Observations in the report from OPTIS Partners note that the slow down in deal activity in the Q2 was, in their words, “noticeable”—roughly 25% less that Q2 of 2019. The report highlighted the uptick in Q3, with no change in 3rd quarter volume and a year-to-date 2020 total that was only 7% lower year that the same quarter in 2019.

OPTIS Partners also found that “Many pundits erroneously anticipated a slow-down in insurance agency M&A activity to have continued into the 3rd quarter and possibly beyond. It did not happen. M&A activity should continue unabated due to the increasing supply of capital chasing a still very large inventory of sellers.”

The consulting firm believes that 4th quarter M&A activity will accelerate because there are sellers trying to close before yearend. They want to guard against a possible increase in capital gains tax in 2021.

The report from OPTIS Partners classified buyers into four groups:

  • Private equity-backed/hybrid brokers;
  • Privately held brokers;
  • Publicly held brokers; and
  • All others.

The report broke down Insurance agency sellers into the following areas:

  • Property/casualty brokers;
  • Property/casualty and employee benefits brokers;
  • Employee benefits brokers; and
  • All others.
Insurance Agency Acrisure

Acrisure Again Leads the Way

Michigan based Acrisure, one of the industry's fastest-growing insurance brokers, continues to top all buyers with 69 transactions in the first three quarters of the year. These figures are consistent with its same-period-totals in 2017 through 2019. The insurance broker announced in July that it had acquired artificial intelligence (AI) company Tulco LLC’s practice. Acrisure plans to leverage data science, AI, and machine learning capabilities to the insurance agency industry to innovate in product development and insurance sales and marketing across its global network of commercial property and casualty, life, and employee benefits brokerages.

Bloomberg reported the value of the acquisition at $400 million and was transacted as a stock-for-stock trade resulting in Tulco becoming a significant minority shareholder in Acrisure.

Acrisure has exploded from $650 million in annual revenue in 2017 to more than $2 billion. The company has inked more than 500 insurance agency acquisitions the past several years. Focused on the U.S. small and medium commercial market, Acrisure is majority-owned by employees and has locations in six countries.

Other Top insurance Agency Buyers

Broadstreet Partners with 40 deals (up from 26 in 2019) was next on the list in Q3. Third was Hub International with 28 transactions (37 for the same period in 2019). Next was Assured Partners with 19, which is a drop from 31 in 2019.

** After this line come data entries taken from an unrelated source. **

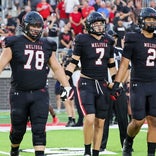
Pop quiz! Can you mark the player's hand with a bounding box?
[110,82,123,101]
[60,86,74,101]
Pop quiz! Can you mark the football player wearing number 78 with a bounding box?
[0,11,71,156]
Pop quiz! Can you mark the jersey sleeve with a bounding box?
[3,36,16,48]
[46,37,57,51]
[108,36,115,58]
[73,34,83,56]
[122,33,138,59]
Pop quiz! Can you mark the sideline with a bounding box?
[0,147,117,156]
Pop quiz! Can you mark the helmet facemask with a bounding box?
[89,21,105,36]
[143,20,156,33]
[138,7,156,33]
[24,24,43,40]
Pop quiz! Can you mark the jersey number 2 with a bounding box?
[95,48,104,65]
[146,49,156,66]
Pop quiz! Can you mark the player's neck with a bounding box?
[24,34,36,42]
[142,30,153,38]
[91,34,102,40]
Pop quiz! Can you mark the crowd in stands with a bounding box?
[0,0,156,49]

One of the newly emerging buyers considered “most active” was World Insurance Associates, based in Tinton Falls, NJ. They company completed 23 transactions in 2020—an increase from just 14 in 2019. Also considered “most active” was PCF Insurance with 22 deals, which is four more than last year at this time. The report noted that there were a number of other historically active buyers that saw their transaction count decrease dramatically through nine months of this year. The list includes Gallagher of Rolling Meadows, IL. Their count declined from 27 to 13; and Patriot Growth dropped by almost half, from 23 to 11.

The Dominant Players

The private equity-backed/hybrid group of buyers is still the dominant player with the volume of transactions making up about 70% of the total. Acquisitions completed by privately held firms increased to 18% of the total, and publicly-traded firms continue to drop—now at only 9% of all deals.

Property & casualty insurance sellers made up almost half (252) of the total 466 transactions, which is in line with their percentage of the totals in recent years.

OPTIS expects the current pace of mergers to continue as plenty of capital still remains, and there’s a large inventory of sellers.

“A faster pace of deals has clearly returned, and we expect it to continue given that the supply of both buyers and sellers remains very high, and the clarity of how to manage during pandemic times improves,” said Tim Cunningham, managing partner at OPTIS. “The most significant threat going forward is an economic slowdown driven by a much more severe wave of the pandemic and/or failure of a meaningful funding plan for state and local government coming out of Washington.”